How to use Clebsch-Gordan coefficients for 3 particles?

Question

I have a Hamiltonian for 3 particles of spin 1 that I boiled down to: \begin{equation} k(\textbf{S}^2+\cdots), \end{equation} where: \begin{equation} \textbf{S}=\textbf{S}_1+\textbf{S}_2+\textbf{S}_3. \end{equation} I read somewhere on the internet that the Clebsch-Gordan coefficients were the thing to use to figure out the value of $\textbf{S}^2$, but I'm not seeing it. Could someone explain to me how to use the Clebsch-Gordan coefficients for this case? - In particular, I understand (more or less) Clebsch-Gordan coefficients for adding two angular momenta, but here, I have 3 particles. Is there an equivalent of Clebsch-Gordan coefficients for three angular momenta $j_1,j_2,j_3$?

Answer 1

Clebsch-Gordan coefficients let you treat n spins (or generaly - any n particles with arbitrary angular momentum) as a single composite system. The coefficients are simply the matrix element of basis transformation from seperated to composite system.

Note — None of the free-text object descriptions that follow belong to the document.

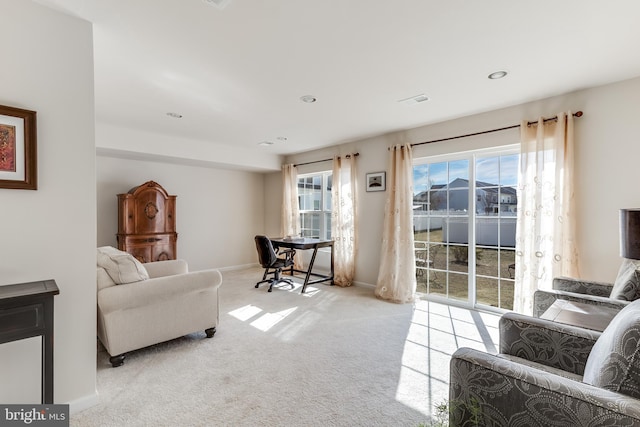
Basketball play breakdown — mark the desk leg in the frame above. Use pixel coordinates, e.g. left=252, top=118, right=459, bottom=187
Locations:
left=330, top=243, right=334, bottom=285
left=288, top=249, right=296, bottom=276
left=302, top=247, right=319, bottom=293
left=42, top=299, right=54, bottom=404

For 2 particles with total angular momentum eigenvalues $ l_1,l_2 $, such that for example $ m_1=-l_1,-l_1+1,...,+l_1 $ the composite system is -

$$ (l_1) \otimes (l_2) \sim (l_1+l_2) \oplus ...\oplus(|l_1-l_2|) $$

2 spin half particles reduce to - $$ (\frac{1}{2})\otimes(\frac{1}{2})\sim (1)\oplus(0) $$

the left size decribes 2 particles, each has spin 1/2 ,and you can decribe the sany system configuration by combination of those spins -

$$ |++\rangle , |+-\rangle, |-+\rangle, |--\rangle $$

the right side describes the system as composite system, which can be described by it's total angular momentum and it's total $z$ component -

$$ |S_{tot}=1,m_s=1\rangle ,|S_{tot}=1,m_s=0\rangle , |S_{tot}=1,m_s=-1\rangle , |S_{tot}=0,m_s=0\rangle ,$$

As I said, the Clebsch-Gordan coefficients are the basis transformation matrix elements, for example, one of them is - $$ \langle++|S_{tot}=1,m_s=1\rangle $$

The way to add 3 spins is first to add 2 of the and then to add the third one to the composite system -

$$ [(\frac{1}{2})\otimes (\frac{1}{2})]\otimes (\frac{1}{2})\sim [(1)\oplus(0)]\otimes(\frac{1}{2})\sim [(1)\otimes(\frac{1}{2})]\oplus[(0)\otimes(\frac{1}{2})]\sim (\frac{3}{2})\oplus (\frac{1}{2})\oplus(\frac{1}{2})$$

(notice the first addition. the later one is "conditional" - if S1+S2=1 then ... if S1+S2=0 then)

so the new basis, in order of $ |S_{tot},S_{1+2},m_{tot}\rangle $ is

$ |\frac{3}{2},1,-\frac{3}{2}\rangle,|\frac{3}{2},1,-\frac{1}{2}\rangle,|\frac{3}{2},1,\frac{1}{2}\rangle,|\frac{3}{2},1,\frac{3}{2}\rangle,|\frac{1}{2},1,\frac{1}{2}\rangle,|\frac{1}{2},1,-\frac{1}{2}\rangle,|\frac{1}{2},0,-\frac{1}{2}\rangle,|\frac{1}{2},0,\frac{1}{2}\rangle $

this is enough for most applications (finding energy spectrum and such)

Answer 2

Be aware that the order in which you do the couplings matters, in the sense that $(j_1\otimes j_2)\to j_{12}$ followed by $j_{12}\otimes j_3\to J$, usually written as $(j_1j_2)j_{12}j_3 J$, will not produce the same basis states as coupling $j_2\otimes j_3\to j_{23}$ first, and then coupling $j_1\otimes j_{23}\to J$, or $j_1(j_2j_3)j_{23}J$. The two sets of basis states are related by a unitary transformation that is used to define Racah coefficients as overlaps between the two bases.